Durante a manifestação pró-Jair Bolsonaro realizada no último domingo (7), na Avenida Paulista, em São Paulo, o pastor Silas Malafaia declarou estar “indignado” com a exibição de uma bandeira norte-americana no evento, que marcou o Dia da Independência.
“Eu fiquei tão indignado quando vi aquela bandeira que você não queira nem saber. Eu sou contra a bandeira americana na nossa manifestação. Eu sou 100% contra”, afirmou Malafaia em entrevista à Folha de S.Paulo.
O líder da Assembleia de Deus Vitória em Cristo, que atuou como um dos organizadores, levantou a hipótese de que o ato poderia ter sido sabotado por adversários políticos. “Quem é que vai me dizer que não foi a turma da esquerda que plantou isso para tentar desmoralizar o nosso evento patriota? Foi muita coincidência esse negócio”, declarou.
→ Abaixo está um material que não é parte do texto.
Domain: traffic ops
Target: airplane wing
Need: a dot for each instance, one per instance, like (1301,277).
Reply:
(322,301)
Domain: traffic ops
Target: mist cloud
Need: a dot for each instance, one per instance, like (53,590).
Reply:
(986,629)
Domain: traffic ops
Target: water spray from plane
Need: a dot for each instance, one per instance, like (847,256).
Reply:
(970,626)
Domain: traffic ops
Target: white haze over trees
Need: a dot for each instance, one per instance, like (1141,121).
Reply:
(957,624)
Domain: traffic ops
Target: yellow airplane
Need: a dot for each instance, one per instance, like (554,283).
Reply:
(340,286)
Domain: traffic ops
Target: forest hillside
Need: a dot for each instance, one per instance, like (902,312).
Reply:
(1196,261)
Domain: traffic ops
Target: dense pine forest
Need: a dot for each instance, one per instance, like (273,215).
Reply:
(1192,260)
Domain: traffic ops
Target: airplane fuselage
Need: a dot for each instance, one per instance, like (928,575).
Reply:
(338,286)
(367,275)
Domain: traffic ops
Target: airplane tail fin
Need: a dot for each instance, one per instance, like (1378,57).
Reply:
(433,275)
Segundo ele, a bandeira permaneceu exposta por poucos minutos, mas acabou recebendo grande destaque na mídia, principalmente na TV Globo e na própria Folha. O pastor garantiu que não permitirá novamente o uso de símbolos estrangeiros em futuras mobilizações que organizar. “Quero ver quem vai estender uma bandeira americana em outra manifestação que eu estiver no comando”, disse.
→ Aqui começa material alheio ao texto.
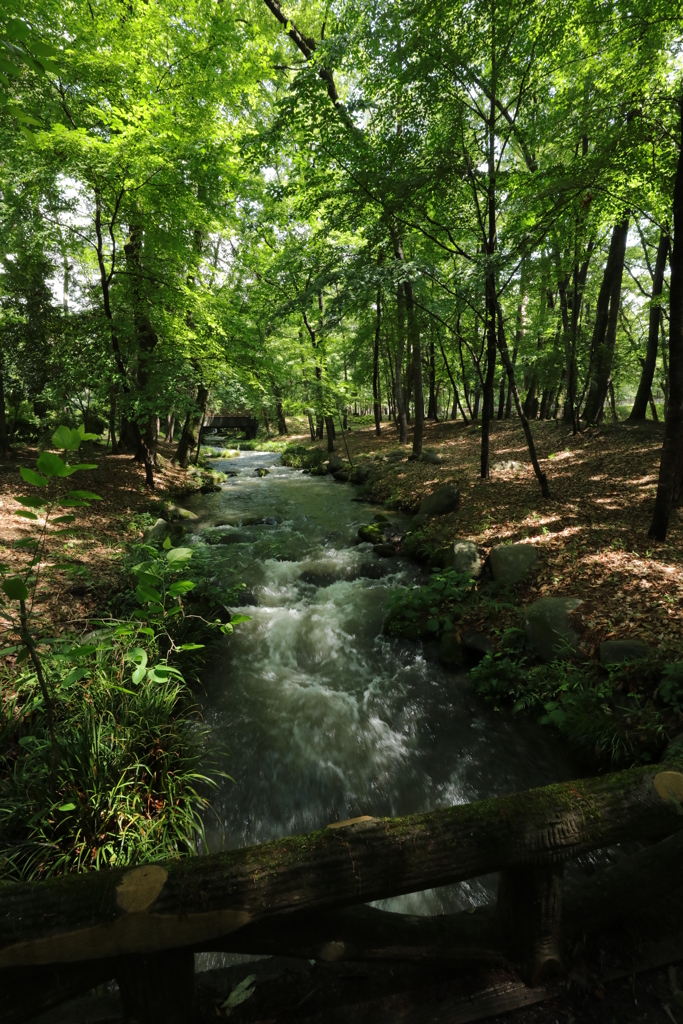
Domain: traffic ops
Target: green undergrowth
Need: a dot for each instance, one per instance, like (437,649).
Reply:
(132,769)
(612,716)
Na contramão de Malafaia, o deputado federal Eduardo Bolsonaro (PL-SP) comemorou o gesto nas redes sociais. Em publicação no X, associou a cena ao legado do ex-presidente Donald Trump, chamando de “resgate das liberdades e da democracia”. O parlamentar ainda agradeceu diretamente a Trump: “Muito obrigado, presidente Donald J. Trump, por trabalhar para consertar a bagunça deixada por seu antecedente”.
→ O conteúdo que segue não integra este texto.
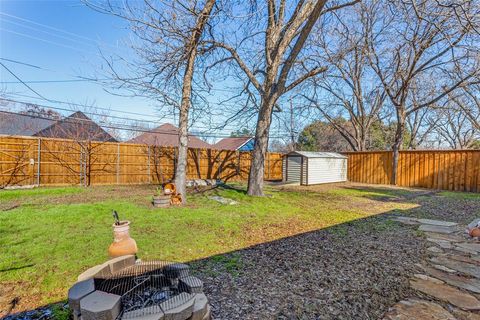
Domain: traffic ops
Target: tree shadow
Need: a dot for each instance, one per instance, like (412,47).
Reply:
(352,270)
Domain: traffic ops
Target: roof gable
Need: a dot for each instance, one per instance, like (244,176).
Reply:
(310,154)
(77,126)
(22,124)
(232,143)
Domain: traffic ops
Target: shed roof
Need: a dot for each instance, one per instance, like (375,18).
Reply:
(310,154)
(167,135)
(21,124)
(76,126)
(232,143)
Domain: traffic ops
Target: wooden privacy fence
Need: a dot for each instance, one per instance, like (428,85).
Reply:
(46,161)
(456,170)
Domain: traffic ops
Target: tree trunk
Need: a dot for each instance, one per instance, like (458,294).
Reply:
(257,168)
(181,166)
(397,145)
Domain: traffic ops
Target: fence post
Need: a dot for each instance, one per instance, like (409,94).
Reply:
(268,166)
(39,150)
(118,163)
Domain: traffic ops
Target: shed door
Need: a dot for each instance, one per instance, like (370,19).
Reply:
(294,164)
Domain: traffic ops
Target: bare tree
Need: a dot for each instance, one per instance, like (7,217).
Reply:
(468,101)
(80,148)
(270,57)
(410,41)
(169,36)
(349,89)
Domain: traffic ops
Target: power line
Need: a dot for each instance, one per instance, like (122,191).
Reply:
(54,81)
(87,106)
(44,40)
(51,33)
(26,85)
(23,63)
(117,127)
A cena gerou críticas de lideranças do PT. O ex-senador Lindbergh Farias (RJ) afirmou que o episódio expôs uma contradição, acusando Malafaia de tentar justificar o injustificável. Já o deputado José Guimarães (CE), líder do governo na Câmara, considerou inaceitável a presença de símbolos estrangeiros em uma celebração da independência do Brasil.
O episódio ganhou força no debate político em meio a tensões envolvendo sanções impostas pelo governo Trump a autoridades brasileiras, incluindo sobretaxas sobre produtos nacionais e restrições de vistos. Para opositores, o uso da bandeira dos EUA em um ato de 7 de Setembro comprometeu o caráter patriótico da mobilização.